AIMS

Leclair Margot, Dalmasso Cédric
Trade-offs with Economy: How Creative Workers engage with Market-based Roles

This paper departs from the research literature that underlines the on-going debate arising
within creative companies, between creative rationales on the one hand and economic
rationales on the other hand (De Fillippi et al., 2007; Hesmondhalgh, 2013; Lampel et al.,
2000; Linstead, 2010). Most creative actors have to operate both within and through
economic rules and boundaries to effect creative propositions. Creative industries represent an
iconic field for investigating such paradoxes and tensions creative actors have to deal with
(De Fillippi et al., 2007). Known as "particular for the need to appease art and business"
(Jones et al., 2005), those industries are organized around the production and circulation of
"non-material goods directed at a public of consumers for whom they generally serve an
aesthetic or expressive, rather than clearly utilitarian function" (Hirsch, 1972: 641). The
conflicts and tensions between the imperative of a relentless creation of new genres, formats
and products on the one hand, and economic viability on the other hand occur within the
creative economy in a most striking fashion (De Fillippi et al., 2007).

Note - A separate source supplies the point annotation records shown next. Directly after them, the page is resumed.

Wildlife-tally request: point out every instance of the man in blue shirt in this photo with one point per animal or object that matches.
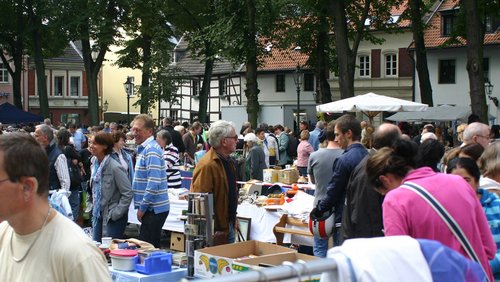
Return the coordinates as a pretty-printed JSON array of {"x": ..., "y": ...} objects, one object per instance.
[
  {"x": 150, "y": 181},
  {"x": 78, "y": 137},
  {"x": 314, "y": 136},
  {"x": 347, "y": 134}
]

In this context, scholars have noted that so-called creative individuals of those
industries tend to resist or disregard economic preoccupation (Caves, 2000; Jones et al., 2016;
Linstead, 2010). Yet research that explains interactions and ways of working within creative
contexts as consequences of these conflicting tensions is still scarce (Austin, Hjorth & Hessel,
2017). In the paper we describe our effort to address some of the shortcomings of existing
theory by taking up the following research question: How do actors involved into the creative
process deal with market-based activities? We explore the unlikely conversation between
profit maximization and creative forces (Austin, Hjorth & Hessel, 2017; Eikhof &
Haunschild, 2007; Lampel et al, 2000), how those supposedly opposing forces play out in the
daily life of creative actors.
We structure our paper as follows. First, we describe how current research deals with
the organization of conflict between economic and creative influences. We then present the
research setting and describe the everyday doings at Maria Maliusi, the fashion house that
provided the occasion for our study. We follow that with a description of our research
approach, and then present our key findings. We arrive at findings that describe an asymmetry
in market-based roles, with creative workers engaging with the buyer role while dis-engaging
from the seller role. In this asymmetry, we highlight how economic practices are shaped by
both commercial and capitalistic logics of practice, lived as resourceful in the buyer role but
constraining in the seller role. We end up by suggesting the concept of anti-hero
entrepreneur, a creative entrepreneur who deals with economy through trade-offs. Avoiding
the systematic accumulation of capital, the anti-hero entrepreneur only seeks its sole
reproduction to allow survival of creation. Nuanced implications about creative work within
economic interests then arise; we return to the literature to describe how our findings and
theorizing open the discussion on the economic actions and attitudes of creative agents.